Recent research at the National Institutes of Health has gained important insights into the relationship between the mind and the physical body. It has become clear that an entire category of chemicals, called neuropeptides, is produced by the brain every time a thought or feeling occurs. The type of neuropeptide produced corresponds to the quality of thought or feeling that has taken place. And most important, these neuropeptides are not confined to the brain or nervous system. Receptors to neuropeptides have been found throughout the digestive system, the heart, lungs, kidneys, and in the immune system as well. This indicates that neuropeptides have a powerful effect on all physiological processes, including energy production and immunity.
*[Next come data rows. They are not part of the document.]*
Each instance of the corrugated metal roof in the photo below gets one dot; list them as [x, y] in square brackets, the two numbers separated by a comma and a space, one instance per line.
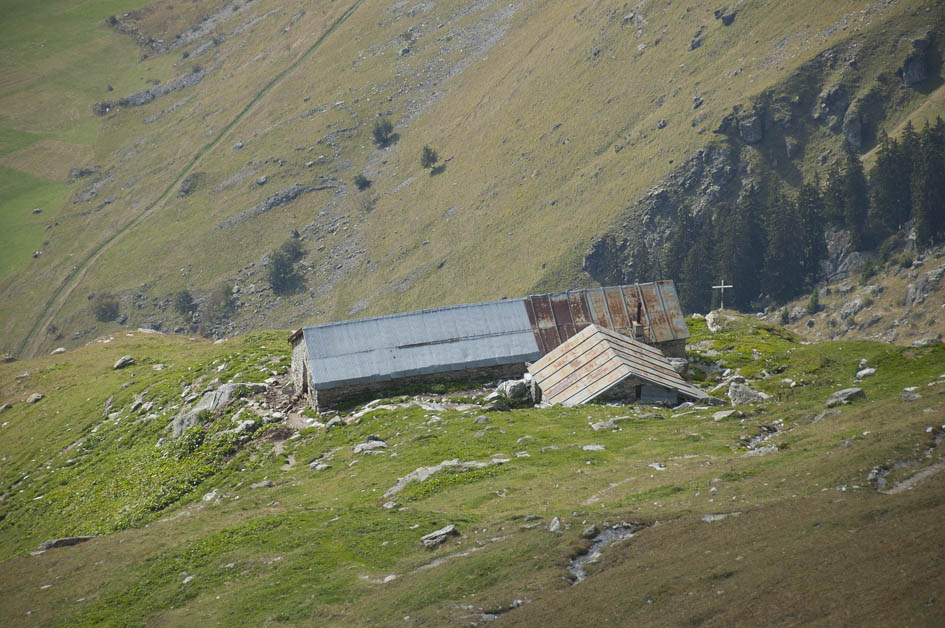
[477, 335]
[419, 343]
[596, 359]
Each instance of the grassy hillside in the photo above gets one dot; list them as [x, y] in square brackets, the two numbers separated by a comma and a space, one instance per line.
[210, 530]
[547, 118]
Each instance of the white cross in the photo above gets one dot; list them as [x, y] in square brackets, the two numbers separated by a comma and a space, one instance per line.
[722, 288]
Once we begin to grasp the mind/body connection—that is, how thoughts and emotions affect the body—we can begin to understand the causes of chronic fatigue. We can understand why research has shown that chronic fatigue patients generally do not have specific physical problems, but tend to have higher than normal levels of depression and anxiety. This is a crucial point: it appears to be a deficit in the emotional and mental life of an individual that robs the body of energy and produces chronic fatigue. This energy drain is a function of the mind/body connection, and it is governed by chemicals produced in the brain.

At any moment, your perceived energy level is the product of a large number of variables, such as the quality of your food and digestion, the temperature of the air around you, your thoughts and emotions, and many more. But the level of basic vitality you experience in daily life is determined by the quality of your connection to the unified field of energy that surrounds you. This connection controls the infusion of energy and intelligence into all your bodily systems, and it governs how well your physiological processes are working at every moment.

With this quantum mechanical viewpoint as a foundation, I am going to offer some rules that can help you experience pure energy rather than chronic fatigue. We will call these rules Primary Energy Principles, or PEPs, and in each chapter of this book new ones will be introduced. As you read, I suggest that you keep a pen and paper handy in order to write down the PEPs as you encounter them. This will focus your attention and help you to commit the PEPs to memory.

The first one explains why learning these principles will be of great benefit to your health.

PEP 1. Knowledge has organizing power. Through the mind/body connection, knowledge affects the body and creates health.

Quite literally, knowledge can heal, and according to mind/body medicine, knowledge is the greatest healer of all. Therefore if you write down each of the PEPs and take them to heart, the effect can actually be like a medicinal prescription for your mind/body physiology. The neurochemicals that will become structured in your system will help to nourish, heal, and revitalize you in a very real and very profound way.

Here are four more PEPs:

PEP 2. Energy is natural to life. The fact that unlimited energy is always present and available in the unified field is the most basic truth of nature.

PEP 3. Energy flows naturally from the unified field to the mind/body system. Fatigue results from blocks or imbalances in this natural flow.

PEP 4. Blocks or imbalances in the mind/body system develop when harmony with nature has been disrupted.

PEP 5. A balanced mind/body system allows energy to flow easily from nature. Therefore the key to eliminating chronic fatigue and having abundant energy is balance.

Our first five PEPs contain important information about energy and fatigue, and they also serve to illuminate the relationship of any individual to the surrounding universe. PEP number 5, for example, refers to balance, which will be the key principle of this book. Balance is the goal of all the techniques you’ll be learning, and it’s a word that should be understood in a holistic way. Ideally, balance means complete integration of physical and spiritual components in every area of your experience.

In the chapters that follow, you’ll learn techniques for creating balance in four areas: your body, your mind, your behavior, and your environment.